The new look Bushy Park Tarapuruhi has launched with the opening of a new visitor information centre on 14 September.  Around 200 people attended Saturday's event, including Minister of Conservation Eugenie Sage and trust patron and Whanganui Mayor Hamish McDouall.  The new visitor centre features interactive displays, including real birds' nests and bones and includes information on what the forest area means to iwi.
Bushy Park Trust chair Kevin Ross said the event marked the conclusion of years of hard work:
"We have a historic homestead restored to its former glory. The stables have been renovated to house a visitor interpretation centre, exhibition spaces for some of our heritage items and an upgraded ablutions block."

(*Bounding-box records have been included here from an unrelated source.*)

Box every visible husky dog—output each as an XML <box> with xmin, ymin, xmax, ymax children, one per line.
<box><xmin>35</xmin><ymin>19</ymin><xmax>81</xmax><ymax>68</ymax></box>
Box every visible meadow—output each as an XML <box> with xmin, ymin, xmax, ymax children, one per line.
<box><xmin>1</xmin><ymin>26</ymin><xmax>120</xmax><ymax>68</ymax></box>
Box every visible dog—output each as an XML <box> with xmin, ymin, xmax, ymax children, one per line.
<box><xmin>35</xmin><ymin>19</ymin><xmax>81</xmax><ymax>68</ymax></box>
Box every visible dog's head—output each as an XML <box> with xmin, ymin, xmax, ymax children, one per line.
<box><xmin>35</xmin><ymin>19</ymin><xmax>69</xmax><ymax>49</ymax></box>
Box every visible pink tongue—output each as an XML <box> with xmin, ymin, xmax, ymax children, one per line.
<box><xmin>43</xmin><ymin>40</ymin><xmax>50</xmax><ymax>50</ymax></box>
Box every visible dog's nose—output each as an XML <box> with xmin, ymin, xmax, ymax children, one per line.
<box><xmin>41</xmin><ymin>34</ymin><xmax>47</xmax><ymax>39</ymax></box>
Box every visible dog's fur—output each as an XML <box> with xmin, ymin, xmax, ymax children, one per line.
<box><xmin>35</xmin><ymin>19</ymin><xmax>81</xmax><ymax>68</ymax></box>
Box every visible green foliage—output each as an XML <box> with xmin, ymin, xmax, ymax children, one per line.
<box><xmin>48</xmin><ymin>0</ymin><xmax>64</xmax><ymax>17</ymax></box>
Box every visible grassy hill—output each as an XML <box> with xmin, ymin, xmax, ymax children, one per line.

Bushy Park sanctuary is located on the west coast of the North Island, 25 kilometres north of Whanganui City.  The sanctuary is a 100 hectare predator-free, native bird sanctuary, set amongst one of the few patches of virgin lowland forest.  Ecological Management and Restoration, the journal of The Ecological Society of Australia and also SER International, the world’s premier restoration body, have ranked Bushy Park as one of Australasia’s top 25 restoration projects.
Within the Bushy Park Sanctuary there are 3.4 km of metalled or well-formed walking tracks throughout the forest providing easy all-weather access for visitors.  Tree species include mahoe, mamaku, pukatea, rata, and rimu along with colonies of ferns and mosses.  A feature of the reserve is a large northern rata Metrosideros Robusta named Ratanui (Big Rata).  It is estimated to be between 500 and 1000 years old and is 43 metres in height and has a girth that exceeds 11 metres.

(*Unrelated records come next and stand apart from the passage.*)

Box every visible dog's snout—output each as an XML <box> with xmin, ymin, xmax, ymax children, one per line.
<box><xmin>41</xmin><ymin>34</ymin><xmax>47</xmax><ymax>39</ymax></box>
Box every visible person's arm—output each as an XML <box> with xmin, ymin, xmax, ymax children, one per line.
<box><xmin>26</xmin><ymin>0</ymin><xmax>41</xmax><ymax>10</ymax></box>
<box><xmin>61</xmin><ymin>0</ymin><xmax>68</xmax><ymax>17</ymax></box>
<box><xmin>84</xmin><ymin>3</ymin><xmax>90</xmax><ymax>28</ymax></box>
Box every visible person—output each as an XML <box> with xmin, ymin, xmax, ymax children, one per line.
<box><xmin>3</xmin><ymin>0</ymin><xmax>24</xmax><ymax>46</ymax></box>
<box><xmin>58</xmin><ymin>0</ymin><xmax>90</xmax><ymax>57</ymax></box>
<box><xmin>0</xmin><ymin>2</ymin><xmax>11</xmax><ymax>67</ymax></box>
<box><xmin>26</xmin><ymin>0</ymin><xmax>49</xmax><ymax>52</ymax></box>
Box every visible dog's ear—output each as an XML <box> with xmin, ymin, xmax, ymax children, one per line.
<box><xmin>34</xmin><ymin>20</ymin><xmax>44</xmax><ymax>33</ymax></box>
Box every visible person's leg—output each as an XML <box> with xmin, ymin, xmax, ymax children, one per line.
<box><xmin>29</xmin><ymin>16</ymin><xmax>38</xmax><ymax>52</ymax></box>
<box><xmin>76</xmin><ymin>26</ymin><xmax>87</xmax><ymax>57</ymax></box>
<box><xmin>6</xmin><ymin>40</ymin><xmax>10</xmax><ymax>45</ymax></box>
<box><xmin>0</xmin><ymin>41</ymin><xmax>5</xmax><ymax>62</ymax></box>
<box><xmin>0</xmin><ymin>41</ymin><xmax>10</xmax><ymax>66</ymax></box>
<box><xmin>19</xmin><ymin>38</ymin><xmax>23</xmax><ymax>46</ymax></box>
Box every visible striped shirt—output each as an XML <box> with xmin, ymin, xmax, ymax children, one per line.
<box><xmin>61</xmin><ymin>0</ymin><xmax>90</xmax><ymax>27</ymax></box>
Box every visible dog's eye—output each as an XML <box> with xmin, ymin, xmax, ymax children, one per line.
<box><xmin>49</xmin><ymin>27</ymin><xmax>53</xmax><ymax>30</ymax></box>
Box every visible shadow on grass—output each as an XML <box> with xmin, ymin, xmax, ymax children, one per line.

With a wide variety of birdlife thriving in the sanctuary, visitors are able to see or hear species such as bellbirds, kereru, north island robin, saddlebacks, hihi, moreporks as well as the falcon, fantail, grey warbler, mallard, pukeko, silvereye, kingfishers and white-faced heron.  The sanctuary is home to some kiwi too.  Giraffe weevils, glow-worms, and huhu beetles also inhabit Bushy Park.
The event was also a chance for the community to be thanked for its input.  "It was a great opportunity to honour everyone who has given so much as volunteers, supporters and sponsors, especially the Rotary Club of Wanganui North which has done a lot of the physical work in fundraising." trustee Nicola Patrick said.  "There have been many people involved over the years and it was lovely to have a number of former trustees and chairs present so we could thank them.  Everything that culminated in the celebration is built on the back of all their efforts."

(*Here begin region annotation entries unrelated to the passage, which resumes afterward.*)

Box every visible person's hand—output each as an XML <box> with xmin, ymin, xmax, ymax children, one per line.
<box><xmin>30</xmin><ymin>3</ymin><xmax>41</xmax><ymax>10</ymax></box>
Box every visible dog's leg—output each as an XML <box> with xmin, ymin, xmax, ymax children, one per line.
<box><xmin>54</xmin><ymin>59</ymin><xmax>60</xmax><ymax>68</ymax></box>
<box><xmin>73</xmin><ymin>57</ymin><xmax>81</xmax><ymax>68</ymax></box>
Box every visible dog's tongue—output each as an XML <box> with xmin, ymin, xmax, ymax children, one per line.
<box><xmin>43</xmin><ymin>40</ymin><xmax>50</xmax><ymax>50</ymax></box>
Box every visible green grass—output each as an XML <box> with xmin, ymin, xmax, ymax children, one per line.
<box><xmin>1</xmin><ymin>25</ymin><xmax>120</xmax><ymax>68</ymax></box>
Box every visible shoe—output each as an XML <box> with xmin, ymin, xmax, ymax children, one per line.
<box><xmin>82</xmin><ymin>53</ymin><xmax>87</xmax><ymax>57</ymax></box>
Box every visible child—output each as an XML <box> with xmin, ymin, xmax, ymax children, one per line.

The sanctuary has an army of volunteers and it has been a special focus for the Rotary Club of Whanganui North.  With this in mind the Bushy Park Trust and the Rotary Club of Wanganui North formed a partnership in late 2013 to develop and extend the park’s wetlands.  With valuable assistance from Bushy Park trustee, Wilf Emmett and his machinery, this $35,000 plus project incorporates a boardwalk, amphitheatre, native planting and signage.
New forest tracks lead down to the wetlands from the homestead.  Thanks to the overwhelming generosity of Whanganui businesses and individuals sponsoring $55 named planks, the 90 metre Rotary North boardwalk and its jetties have been fully funded and built by Rotarians.  The boardwalk weaves across the wetland giving visitors an uninterrupted view of this beautiful tranquil area, with the surrounding native bush landscape reflecting in the water.  The boardwalk is linked to the amphitheatre.
The Rotary North amphitheatre has been funded by Wanganui North Rotary, raising funds through a raffle and a matching grant from Rotary District 9940.  The 60 seater amphitheatre is roofed to provide shelter and with its stunning views across the wetland, it will be used as an outdoor classroom for the many school groups visiting Bushy Park.  A shed has been erected for storing the equipment used when observing the many water creatures in the pond.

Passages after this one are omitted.